[HNW] Printing, etc.
Lavolta Press
fran at lavoltapress.com
Thu Aug 30 12:00:30 PDT 2007
Juliann wrote:
> I'm sorry to have this as my first post to this list, but I'm afraid
> I am not understanding why getting something printed/done up for a
> small run for people within the SCA has turned into setting up a
> small publishing company and all of its legalities etc? Is there
> something inherently undesirable about using Lulu.com for printing,
> distribution, ISBN, etc?
If you want to make money, yes, services like Lulu are undesirable. They
raise your unit cost (the cost of producing one copy of the book)
significantly.
The cheapest per-unit costs are offset, if you are producing more than a
few hundred copies. Offset is also the highest-quality printing method.
The next cheapest are POD PRINTERS, who merely print the book and do not
offer extra services. The most expensive are POD PUBLISHERS, such as
Lulu. Profesional publishers never photocopy (not even usually galleys
any more), which is the highest-cost way to get the lowest-quality book.
Yes, the industry calls Lulu a subsidy press. Here are some articles on
subsidy POD presses:
http://gropenassoc.com/blog/?p=7
http://splash.selfpublishing.com/question1.php
The other thing about professional publishing is this: Getting reviews.
Reviewers for any major publication know who everyone is, by publisher
name and, with POD publishers, the ISBNs they provide. Or at least,
where everyone ranks in the industry. Reviewers can tell a major press,
from a university press, from a small press, from a micropress, from a
subsidy press in a minute. Every such publication regularly receives
hundreds or thousands more books than they have review space for, so
they're very eager to weed out books from consideration. The smaller the
press, the less likely they are to review its books. Although subsidy
press books _very_ occasionally get reviewed, generally any subsidy
label is the kiss of death.
Sometimes POD printers and even POD publishers are used for a small run,
sometimes as few as 10 copies or so, of bound galleys or Advance Reading
Copies/ARCs, which these days are about the same thing as a bound galley
with a fancier cover. This is because a handful of extremely influential
industry publications, and the competitors for review space within them,
have upped the standards for bound galleys to the point that what these
publications require is really a finished book--fully edited,
illustrated, and bound in softcover. Whether or not it should have a
special ARC cover that looks almost but not quite like the real book
cover, or instead a white cover, is a matter of intense debate. Because,
these publications also require this essentially finished book to be
submitted three or four months before publication, because they firmly
refuse to review "finished books." In other words, they want a finished
book, but you can't actually submit a finished book or an ARC that could
be mistaken for one.
It may seem like a senseless game to play, but I play it, because the
stakes are high. A review in one of these publications means you sell
thousands more books than you'd sell otherwise. I haven't managed to get
one yet, but hope springs eternal. My books have, however, been
reviewed in a fair number of midsize consumer publications such as
_Threads_, and in more or less academic publications like the British
Costume Society journal; and these publications don't review subsidy
press books either.
POD publishers are considered highly appropriate for hobby books: Family
memoirs, and so on. It's just that publications oriented to reviewing
books intended for sale, don't review hobby books.
Fran
Lavolta Press
http://www.lavoltapress.com
It has really changed the print-on-demand
> industry for people who just want to "put something out there"

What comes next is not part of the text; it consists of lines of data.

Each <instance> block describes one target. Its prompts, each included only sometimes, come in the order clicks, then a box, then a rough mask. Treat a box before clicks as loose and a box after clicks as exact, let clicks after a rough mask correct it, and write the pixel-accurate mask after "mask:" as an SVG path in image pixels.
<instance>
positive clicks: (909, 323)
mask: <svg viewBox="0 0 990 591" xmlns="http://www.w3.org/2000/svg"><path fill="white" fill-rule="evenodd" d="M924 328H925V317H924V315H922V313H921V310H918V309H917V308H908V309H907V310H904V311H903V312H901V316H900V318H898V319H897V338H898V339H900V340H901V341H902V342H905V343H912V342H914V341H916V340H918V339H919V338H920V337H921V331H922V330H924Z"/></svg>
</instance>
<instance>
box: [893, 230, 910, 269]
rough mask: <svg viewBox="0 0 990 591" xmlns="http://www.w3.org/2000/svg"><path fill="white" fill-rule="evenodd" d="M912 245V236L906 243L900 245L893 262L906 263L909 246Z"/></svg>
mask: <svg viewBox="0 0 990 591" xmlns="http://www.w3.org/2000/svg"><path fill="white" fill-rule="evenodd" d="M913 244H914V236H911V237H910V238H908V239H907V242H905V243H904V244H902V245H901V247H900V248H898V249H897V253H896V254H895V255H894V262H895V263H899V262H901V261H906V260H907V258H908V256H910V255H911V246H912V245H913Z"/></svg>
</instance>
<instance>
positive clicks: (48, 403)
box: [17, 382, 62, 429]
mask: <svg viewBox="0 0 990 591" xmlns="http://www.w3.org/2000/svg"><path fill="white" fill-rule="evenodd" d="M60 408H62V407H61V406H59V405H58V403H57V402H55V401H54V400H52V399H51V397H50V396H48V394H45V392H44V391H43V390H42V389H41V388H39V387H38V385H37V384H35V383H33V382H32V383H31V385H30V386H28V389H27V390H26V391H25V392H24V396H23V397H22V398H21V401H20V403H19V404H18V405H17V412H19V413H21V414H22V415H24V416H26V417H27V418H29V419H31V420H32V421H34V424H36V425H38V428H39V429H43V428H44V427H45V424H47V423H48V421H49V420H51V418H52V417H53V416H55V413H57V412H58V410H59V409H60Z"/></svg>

> without being a vanity press (no author contributions are required
> towards printing costs, although you do have to pay for an ISBN and
> any optional extra services you may desire).
>
> I can see that if one *wants* to set up a small publishing house that
> is one thing, but if this discussion arose as I think it did over the
> ISBN issue there are certainly other ways around that...Lulu isn't
> alone any more but it comes highly recommended by a number of people
> I know including some who work in book publishing.